Why “Quietly” Was Actually the Right Call
It’s natural to feel unsettled when you learn that a system you use daily has been fundamentally changed without your explicit awareness. But the honest truth is that rolling out security infrastructure changes silently — without telegraphing the exact technical shifts to the public — is deliberate, and it’s actually protective.
When security upgrades are announced in detail before they’re implemented, fraudsters and malicious actors have a runway to engineer workarounds before the protections go live. The phased, low-profile rollout of 2FA, verified name display, dormant ID restrictions, and collect request removal was a deliberate strategy to close security gaps faster than exploitation could catch up. The downside is that regular users were left to discover these changes through app updates, new screens, and minor friction in their payment flows — without ever being told why.
What You Should Do Right Now
Understanding that these changes have happened is step one. Here’s what every PhonePe, Google Pay, and Paytm user should actively verify today:
- Update all three apps to their latest versions. Many of these backend security changes are surfaced through app-level prompts only when you’re on current versions. An outdated app may not properly support the new 2FA flows.
- Verify your registered mobile number is active and in your possession. Since OTP-based second-factor authentication is now part of the approval chain for flagged transactions, a lapsed or ported number is a serious vulnerability.
- Activate biometric authentication within your preferred UPI app if you haven’t already. Biometric unlock adds the dynamic second factor your transactions now require at a hardware level that is significantly harder to spoof than an OTP.
- Review your active UPI IDs across all linked accounts. Dormant IDs linked to old numbers or unused bank accounts could be locked and should be deactivated proactively.
- Familiarize yourself with the verified name screen. Before approving any payment — especially to new merchants or via QR code — pause and confirm that the name shown matches who you intend to pay. That name is now legally and technically verified.
- Stop approving any “collect requests.” The feature is discontinued, but fraudsters may still attempt social engineering using screenshots or fake app interfaces. No legitimate refund, cashback, or bank process requires you to approve an incoming collect notification.
The Bigger Picture
India’s UPI system has grown from a convenient alternative to cash into a critical national financial artery. With that scale comes responsibility — and vulnerability. The changes that PhonePe, Google Pay, and Paytm have quietly implemented throughout 2025 and 2026 are not the result of casual tinkering. They represent a coordinated, multi-stakeholder effort by RBI, NPCI, and the apps themselves to harden an infrastructure that hundreds of millions of people trust with their daily financial lives.
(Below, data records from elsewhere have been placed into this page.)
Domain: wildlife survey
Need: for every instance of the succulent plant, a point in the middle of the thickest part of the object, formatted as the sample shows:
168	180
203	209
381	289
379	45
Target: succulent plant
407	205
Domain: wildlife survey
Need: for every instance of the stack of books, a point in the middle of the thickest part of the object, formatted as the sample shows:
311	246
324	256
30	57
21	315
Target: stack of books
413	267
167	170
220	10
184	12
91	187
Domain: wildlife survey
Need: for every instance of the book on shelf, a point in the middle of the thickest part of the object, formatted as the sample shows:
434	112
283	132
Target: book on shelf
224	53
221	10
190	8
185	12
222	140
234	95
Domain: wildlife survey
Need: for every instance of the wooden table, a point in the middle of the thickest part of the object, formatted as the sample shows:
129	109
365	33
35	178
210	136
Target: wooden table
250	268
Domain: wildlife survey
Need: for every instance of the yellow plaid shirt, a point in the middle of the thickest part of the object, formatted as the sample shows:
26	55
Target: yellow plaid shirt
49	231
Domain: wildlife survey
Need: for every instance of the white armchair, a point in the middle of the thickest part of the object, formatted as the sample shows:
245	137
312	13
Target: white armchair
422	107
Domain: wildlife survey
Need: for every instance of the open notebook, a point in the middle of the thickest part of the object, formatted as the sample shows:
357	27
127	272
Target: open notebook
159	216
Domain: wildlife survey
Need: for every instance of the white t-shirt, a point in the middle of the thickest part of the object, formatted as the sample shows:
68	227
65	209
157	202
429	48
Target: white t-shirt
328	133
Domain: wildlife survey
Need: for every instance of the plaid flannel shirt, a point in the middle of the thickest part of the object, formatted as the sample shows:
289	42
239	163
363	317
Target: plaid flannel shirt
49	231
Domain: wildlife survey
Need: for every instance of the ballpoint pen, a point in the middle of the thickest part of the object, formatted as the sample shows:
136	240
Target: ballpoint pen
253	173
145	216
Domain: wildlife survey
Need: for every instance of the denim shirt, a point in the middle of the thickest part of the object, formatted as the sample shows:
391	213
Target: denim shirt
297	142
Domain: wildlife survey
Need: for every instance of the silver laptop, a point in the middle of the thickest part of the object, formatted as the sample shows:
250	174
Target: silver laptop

The fact that most users didn’t notice these changes is, in many ways, a measure of how well they were executed. The best security is the kind that works without interrupting your life. But being an informed user — knowing what protections are now in place, what fraud vectors have been closed, and what steps you can take to maximize your own security — is what separates a passive digital payment user from a genuinely protected one.
Your UPI apps have been quietly working harder for you. Now it’s time you knew exactly how.